The original MOCCO estimates dynamics series $$${S}=\left(s(x_\rho,t_k)\right)\in {C}^{n_p\times n_t}$$$ solving$$\min_{\bf{S}}\left(\|vect(\bf{ES})-\bf{d}\|_2+\lambda\|\bf{S}(\bf{U}_K\bf{U}_K^*-\bf{I}_t)\|_X\right)\qquad[1]$$where E is the joint encoding matrix for all time frames, d is a stacked vector of k-space data, $$$I_t$$$ is the $$$n_t\times n_t$$$ identity matrix, U_k is a low-rank model formed by the first K pre-estimated principal components (PCs). In general, higher K favors more accurate and lower K more precise solutions. Sparsity promoting norm X=L1 enables higher rank solutions than implied by the model order K. We note that MOCCO projection may be written as $$$\bf{U}_K\bf{U}_K^*=\bf{U}\bf{H}_K\bf{U}^*$$$ where $$$\bf H_K$$$ is a diagonal filter matrix,$$\left({H}_K\right)_{n,n}=1\ \rm{ if }\ n\le K;\ 0\ \rm{ otherwise},\ $$selecting the first K components from all PCs U. Here, we propose to use a more general weighting matrix W(K) with a smoothly decaying function of K on the main diagonal for a smooth transition from lower to higher order PCs (Fig. 1). Second, we note that using a temporal model of the same rank for all pixels is hardly optimal, as pixels representing different anatomy require different order models. Therefore, we propose to adapt the model order on the per-pixel basis to achieve overall lower average model rank by solving$$\min_{\bf{S,K}}\left(\|vect(\bf{ES})-\bf{d} \|_2+\lambda\sum_\rho\|\bf{s}_\rho(\bf{UW}(K_\rho)\bf{U}^*-\bf{I}_t\|_X+\beta\sum_\rho\|\bf{W}(K_\rho)\|_1\right)\qquad[2]$$Here, $$$s_\rho$$$ is $$$\rho_{th}$$$ row of S. Starting with $$$K_\rho=1$$$, the model adaptation stage involves solution of Eq. [2] by alternating between two minimization problems:$$\bf{S}^{(n+1)}=\min_{\bf{S}}\left(\| vect(\bf{ES})-\bf{d}\|_2+\lambda\sum_\rho\|\bf{s}_\rho\bf{UW}^{(n)}\left(K_\rho^{(n)}\right)\bf{U}^*-\bf{I}_t)\|_X \right)\qquad[3]$$$$K_\rho^{(n+1)}=\min_{K_\rho}\left(\|\bf{s}^{(n+1)}_\rho(\bf{UW}(K_\rho)\bf{U}^*-\bf{I}_t \|_2\right),\forall\rho\qquad[4]$$The first problem is solved with X=L2 using conjugate gradients. The second problem is solved using an incremental fitting similar to orthogonal marching pursuit⁵, which makes a decision on increasing local model order in each iteration by testing objective function value in Eq. [4] for predefined tolerance. On the final stage, the adapted model is used to solve Eq. [3] with X=L1.

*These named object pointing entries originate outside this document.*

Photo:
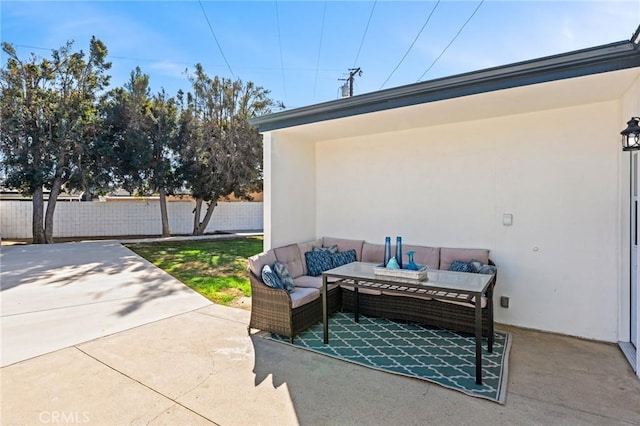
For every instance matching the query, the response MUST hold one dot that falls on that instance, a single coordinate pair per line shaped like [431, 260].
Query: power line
[150, 60]
[365, 33]
[315, 83]
[216, 38]
[451, 42]
[414, 42]
[284, 81]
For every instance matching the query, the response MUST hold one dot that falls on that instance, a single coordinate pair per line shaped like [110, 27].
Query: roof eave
[606, 58]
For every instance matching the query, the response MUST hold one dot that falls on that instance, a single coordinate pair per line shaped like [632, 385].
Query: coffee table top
[445, 280]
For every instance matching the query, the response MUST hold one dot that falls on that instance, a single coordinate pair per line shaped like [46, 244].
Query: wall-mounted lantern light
[631, 135]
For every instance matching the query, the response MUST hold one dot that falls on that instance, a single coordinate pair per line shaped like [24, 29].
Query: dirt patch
[242, 302]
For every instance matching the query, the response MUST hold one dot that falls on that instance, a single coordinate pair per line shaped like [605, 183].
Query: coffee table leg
[325, 316]
[357, 304]
[490, 316]
[478, 341]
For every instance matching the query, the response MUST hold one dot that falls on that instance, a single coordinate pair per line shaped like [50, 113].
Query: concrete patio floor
[198, 366]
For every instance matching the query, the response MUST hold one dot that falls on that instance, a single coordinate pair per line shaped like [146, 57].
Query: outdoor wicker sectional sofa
[287, 314]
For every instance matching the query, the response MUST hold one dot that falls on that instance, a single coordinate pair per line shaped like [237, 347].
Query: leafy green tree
[48, 124]
[219, 152]
[142, 131]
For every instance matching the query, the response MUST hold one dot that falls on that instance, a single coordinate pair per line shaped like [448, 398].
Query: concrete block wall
[124, 218]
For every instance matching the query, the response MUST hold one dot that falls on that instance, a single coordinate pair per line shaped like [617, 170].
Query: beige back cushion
[290, 256]
[373, 253]
[448, 255]
[429, 256]
[305, 247]
[344, 245]
[259, 260]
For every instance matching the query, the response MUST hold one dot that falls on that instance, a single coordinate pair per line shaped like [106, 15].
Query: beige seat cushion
[483, 302]
[361, 290]
[415, 296]
[302, 296]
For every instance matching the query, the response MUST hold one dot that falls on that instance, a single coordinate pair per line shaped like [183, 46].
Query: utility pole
[349, 81]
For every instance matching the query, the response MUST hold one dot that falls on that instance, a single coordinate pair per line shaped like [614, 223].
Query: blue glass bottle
[411, 265]
[387, 250]
[399, 251]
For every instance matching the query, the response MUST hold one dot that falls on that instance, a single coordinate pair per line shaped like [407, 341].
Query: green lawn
[214, 268]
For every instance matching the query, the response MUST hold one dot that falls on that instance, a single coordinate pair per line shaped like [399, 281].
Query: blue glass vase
[387, 250]
[399, 251]
[411, 265]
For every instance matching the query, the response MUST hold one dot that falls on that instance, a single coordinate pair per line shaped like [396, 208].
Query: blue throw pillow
[270, 278]
[317, 262]
[459, 266]
[482, 268]
[285, 277]
[343, 257]
[332, 249]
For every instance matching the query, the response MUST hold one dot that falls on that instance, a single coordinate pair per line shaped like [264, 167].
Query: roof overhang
[597, 61]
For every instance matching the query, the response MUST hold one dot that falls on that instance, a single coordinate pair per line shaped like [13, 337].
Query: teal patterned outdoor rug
[435, 355]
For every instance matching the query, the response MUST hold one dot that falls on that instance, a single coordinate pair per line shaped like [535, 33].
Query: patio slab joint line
[579, 410]
[146, 386]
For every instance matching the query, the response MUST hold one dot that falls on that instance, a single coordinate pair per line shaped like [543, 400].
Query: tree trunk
[163, 213]
[51, 207]
[38, 217]
[196, 214]
[200, 227]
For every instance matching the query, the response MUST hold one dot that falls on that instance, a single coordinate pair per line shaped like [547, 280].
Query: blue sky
[300, 49]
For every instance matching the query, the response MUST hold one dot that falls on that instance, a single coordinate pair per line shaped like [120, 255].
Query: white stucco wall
[444, 174]
[289, 190]
[556, 171]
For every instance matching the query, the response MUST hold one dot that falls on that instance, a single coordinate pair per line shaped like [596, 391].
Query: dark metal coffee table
[449, 285]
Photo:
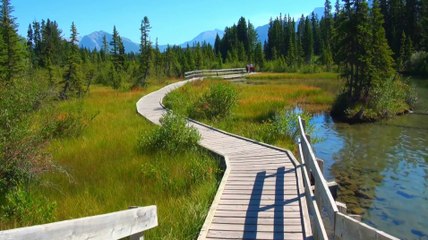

The dynamic contrast-enhanced myocardial perfusion data were acquired on a 1.5T Siemens Sonata MR system with saturation recovery TrueFISP protocol (TR/TI=2.3/90ms, FA=50°, R=2, 40 frames) using an 8-element coil and combined to generate a single channel 2D VD Cartesian k-space data. The MOCCO filter was constructed using Hermitian splines (Fig. 1). The methods were compared to adaptive blind compressed sensing (Blind CS) technique2. Parameters of all reconstructions were optimized to minimize corresponding root-mean-squared errors (RMSE). Figure 2 shows RMSE dependance on the model order K. Standard low-rank model produced by the step function shows typical diverging behavior as K increases, which is reversed by the proposed smooth filter. The proposed adaptation of weighted models results in minimized error compared to all reconstructions including Blind CS. Basic trends observed in Figure 2 persist in image errors (Fig. 3) exhibiting increased noise/structured artifacts in standard MOCCO and their reduction in weighted and weighted+adaptive MOCCO. The latter also shows significantly less pronounced loss of structural details than Blind CS reconstruction which comes at expense of slighly increased noise observed in the MOCCO images.The weighted models proposed in the paper demonstrated superior performance over the standard (non-weighted) PC models. Weighted models de-emphasize contributions from higher order singular vectors reducing the sensitivity of reconstruction to noise while preserving the span of the model to accurately approximate a variety of temporal dynamics. Further, proposed pixel-adaptive selection of weighted model orders results in maximized combination of accuracy (preservation of structural details) and precision (noise level) in the reconstructed images. The combination of these features resulted in superior performance of WI-MOCCO without extensive computational load (3 min vs. 20 min for WI-MOCCO and Blind CS, respectively).